Salim pergi meninggalkan Anya. Dia langsung memberi tahu hasilnya pada ku via SMS. Kami bertemu untuk membicarakan langkah selanjutnya. Langkah selanjutnya menurutku adalah aku harus mentraktirnya makan nasi goreng plus minuman jus jambu kesukaannya. Aku melihat wajah kecewa, meski dia berguman telah ikhlas.

Tahu sendiri lah rasanya ditolak. Mungkin ini yang namanya Broken heart. (Bagi yang pernah merasakan mungkin bisa berbagi pada yang lain. Di belakang panggung saja. Jangan kasih comment di sini, ntar dikira curhat). Salim membuka deretan SMS tausiyah dari Anya yang masih awet tersimpan di HPnya. Lalu dihapusnya satu per satu. Sebuah tindakan yang tegas. Nama Anya memang harus segera remove dari hatinya. Tapi ukhuwah tetap terjaga. Rencana pertama telah hangus. Saatnya bersiap untuk rencana ke dua.

Dua bulan kemudian, telah tersebar kabar bahwa Salim akan menikah pada pertengahan tahun ini. Alhamdulillah. Jodohnya ternyata bukan juga dengan si akhwat B. Ternyata menyiapkan planning B tak cukup, harus ada planning C. Saat walimahan aku merasakan sedikit aura energi negative dari Anya. Beberapa hari setelah itu pun dia sulit dihubungi dan terlihat lebih sering menyendiri. Mungkin dia memang ada perasaan terhadap Salim dan sedang mengkondisikan diri. Tapi keputusannya tepat untuk membuat prioritas dalam hidupnya sehingga semua bisa tertata rapih.
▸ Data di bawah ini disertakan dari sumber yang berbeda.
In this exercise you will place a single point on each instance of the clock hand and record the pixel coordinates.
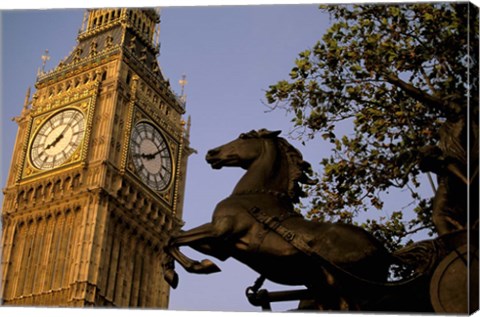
(54, 142)
(60, 136)
(152, 155)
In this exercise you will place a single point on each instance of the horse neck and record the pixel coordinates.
(269, 172)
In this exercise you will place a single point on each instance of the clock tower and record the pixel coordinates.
(97, 177)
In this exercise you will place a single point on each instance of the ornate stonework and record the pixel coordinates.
(89, 231)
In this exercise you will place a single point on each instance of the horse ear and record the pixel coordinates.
(269, 134)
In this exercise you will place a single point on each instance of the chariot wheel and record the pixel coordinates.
(454, 283)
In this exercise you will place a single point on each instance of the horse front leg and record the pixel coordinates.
(194, 235)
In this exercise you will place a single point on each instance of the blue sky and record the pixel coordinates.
(230, 56)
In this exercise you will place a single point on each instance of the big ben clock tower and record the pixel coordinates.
(98, 173)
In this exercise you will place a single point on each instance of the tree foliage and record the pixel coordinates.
(394, 73)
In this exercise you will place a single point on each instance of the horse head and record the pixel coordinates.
(281, 166)
(240, 152)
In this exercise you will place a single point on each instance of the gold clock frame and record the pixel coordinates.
(86, 106)
(167, 194)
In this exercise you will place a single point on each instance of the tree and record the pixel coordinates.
(395, 73)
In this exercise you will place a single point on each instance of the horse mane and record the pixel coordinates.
(299, 170)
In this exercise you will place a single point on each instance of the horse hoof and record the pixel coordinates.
(205, 267)
(171, 277)
(210, 267)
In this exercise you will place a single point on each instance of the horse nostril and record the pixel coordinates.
(212, 152)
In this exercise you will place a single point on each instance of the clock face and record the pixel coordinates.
(151, 156)
(57, 139)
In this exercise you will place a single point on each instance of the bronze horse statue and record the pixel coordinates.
(275, 171)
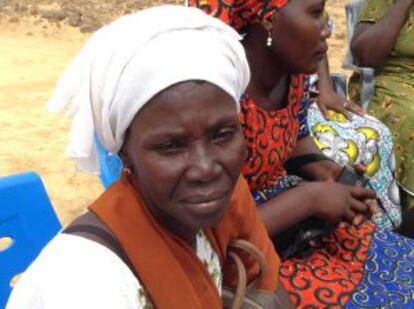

Akhwat seperti Anya tak seharusnya merasa patah hati, pasalnya nanti juga banyak yang ngantri.
Kembali bertemu dengan hari Sabtu. Bedanya kali ini dilemma semester kemarin tak lagi terjadi. Pasalnya aku tak perlu terusik oleh kerja part time sebab aku telah mendapat beasiswa mencakup biaya kuliah dan hidup. HPku berbunyi tanda SMS masuk.

“Akh, habis liqo. Ana pengen ngobrol. Urgent.” SMS dari Agung.
Hatiku mencurigai sesuatu. Isi SMSnya sama dengan SMS Salim waktu dulu. Jangan-jangan.....

***

"Ola, kenapa ya perasaan itu serasa aku nikmati. Setiap kali bertemu dan aku mencuri-curi pandang untuk memandang parasnya yang meneduhkan hati itu itu. Apa aku utarakan saja."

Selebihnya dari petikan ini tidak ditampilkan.